We are also in the process of planning our big Disney trip. Were looking into the end of April. I hope to have the week chosen, rental home booked and flights bought by the 1st. Well see.
Its amazing how much more you look forward to things like this when you have a miracle child to share it with. Trevor's first plane ride, first Mickey ears, first time in the water park..life is better when you're heart is full.
Work
I had 4 weeks off for maternity leave. I spent one week pregnant, one in the hospital, and two with Trevor. Tom was off for the few days in the hospital, and that was IT! Most couples take much more time off, but not us. I went back to work last Tuesday, the 1st. Remember, I am a nanny. I work M-Thursday, 10 hour days. I am thankful to be able to bring Trevor with me. I couldn't imagine going back to work and leaving him behind. My mom will keep him some mornings if I want. I imagine Ill take her up on that more often as it gets colder and the snow continues. Regardless, I really have the perfect set up. I get paid for caring for children I love and I get to be with my baby.
Motherhood
I have always said I was put on this Earth to be a Mother. It happens to be true. I am doing exactly what I am supposed to. I love every second of this "job." I have never felt something more natural. He just..belongs.

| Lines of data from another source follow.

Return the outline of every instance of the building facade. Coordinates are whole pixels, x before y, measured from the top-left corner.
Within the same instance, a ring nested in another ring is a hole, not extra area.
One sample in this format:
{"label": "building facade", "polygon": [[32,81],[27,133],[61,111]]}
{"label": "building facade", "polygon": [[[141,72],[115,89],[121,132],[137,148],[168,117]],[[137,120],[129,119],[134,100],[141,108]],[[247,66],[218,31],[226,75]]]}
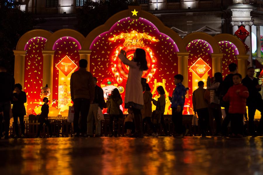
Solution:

Wednesday, December 9, 2009

Thanksgiving Week

Moving on to Trevor's second week home..it seems like it was so long ago. We were glad it was a short work week for Daddy, we really miss him when hes gone. We had one day of warm weather and took advantage by taking everyone for a walk.

Trevor had his 2 week check up on the Tuesday before Turkey day. He grew 1/4th of an inch and weighed 9 lb. 7 oz. We have no issues with weight gain here!






Trevor woke up on Thanksgiving with the dreaded newborn rash. It was terrible that day, but has gotten much better since. It seems to be irritated when he sweats. I hope he doesn't end up having sensitive skin and its just a temporary thing.




Our whole family went to my Aunt and Uncles for dinner. My mom has made dinner my entire life. This is the first year we were invited somewhere..all 14 of us. I made two deserts and got great reviews! Tyler was very sick with a high fever and double ear infection, so they missed dinner.









We left their house, picked up the dogs and headed to the cottage. We hadn't been there since mid-August and were very excited to see what has been done! My brother had bought a huge fireplace that helps keep the basement warm. He also splurged on two snowmobiles that we cant wait to use!





We had the best weekend. We lounged and relaxed and snuggled like crazy. I rented Super Mario for Wii for the kids. Somehow, Tom and I ended up addicted and played it like crazy.


Here is Delaney nursing her baby with my boppy and hooter hider.

Ahh, my Mini-me!




We dreaded the weekend ending. I had one more day of maternity leave before returning to work on that Tuesday.











I have a lot running through my mind lately. I hope to find the time to sit down and blog about it soon. For now, I am going to stare into those beautiful blue eyes..

Friday, December 4, 2009

Ten Days Old

I turned ten days old on November 21st. Mama kept telling me we had a big day ahead of us. She was right! First, we drove to have my newborn pictures taken. I didn't have any taken in the hospital because I was in the NICU, so my parents made an appointment with a photographer. They wanted to get plain newborn pics, our Christmas card pic and some family ones. Turns out, I do not like to be naked and put in random places without someone snuggling me. What can I say? I'm a sweet boy. Here are the ones Mama liked. They are all plain newborn ones. She did not like the family ones or Christmas ones. I was crying in most of them. And she is critical of herself. Daddy told me to remind her that shes pretty.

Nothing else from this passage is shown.